Related papers: Maximizing Information Gain in Partially Observable Environments via Prediction Reward

Maximizing Information Gain in Partially Observable Environments via Prediction Reward

URL: http://arxiv.org/abs/2005.04912v1
Date: Mon, 11 May 2020 08:13:49 GMT
Title: Maximizing Information Gain in Partially Observable Environments via Prediction Reward
Authors: Yash Satsangi, Sungsu Lim, Shimon Whiteson, Frans Oliehoek, Martha White
Abstract summary: This paper tackles the challenge of using belief-based rewards for a deep RL agent. We derive the exact error between negative entropy and the expected prediction reward. This insight provides theoretical motivation for several fields using prediction rewards.
Score: 64.24528565312463
License: http://arxiv.org/licenses/nonexclusive-distrib/1.0/
Abstract: Information gathering in a partially observable environment can be formulated as a reinforcement learning (RL), problem where the reward depends on the agent's uncertainty.
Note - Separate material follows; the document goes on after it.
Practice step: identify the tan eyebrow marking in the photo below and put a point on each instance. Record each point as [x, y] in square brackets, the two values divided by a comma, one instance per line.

For example, the reward can be the negative entropy of the agent's belief over an unknown (or hidden) variable. Typically, the rewards of an RL agent are defined as a function of the state-action pairs and not as a function of the belief of the agent; this hinders the direct application of deep RL methods for such tasks. This paper tackles the challenge of using belief-based rewards for a deep RL agent, by offering a simple insight that maximizing any convex function of the belief of the agent can be approximated by instead maximizing a prediction reward: a reward based on prediction accuracy. In particular, we derive the exact error between negative entropy and the expected prediction reward. This insight provides theoretical motivation for several fields using prediction rewards---namely visual attention, question answering systems, and intrinsic motivation---and highlights their connection to the usually distinct fields of active perception, active sensing, and sensor placement. Based on this insight we present deep anticipatory networks (DANs), which enables an agent to take actions to reduce its uncertainty without performing explicit belief inference. We present two applications of DANs: building a sensor selection system for tracking people in a shopping mall and learning discrete models of attention on fashion MNIST and MNIST digit classification.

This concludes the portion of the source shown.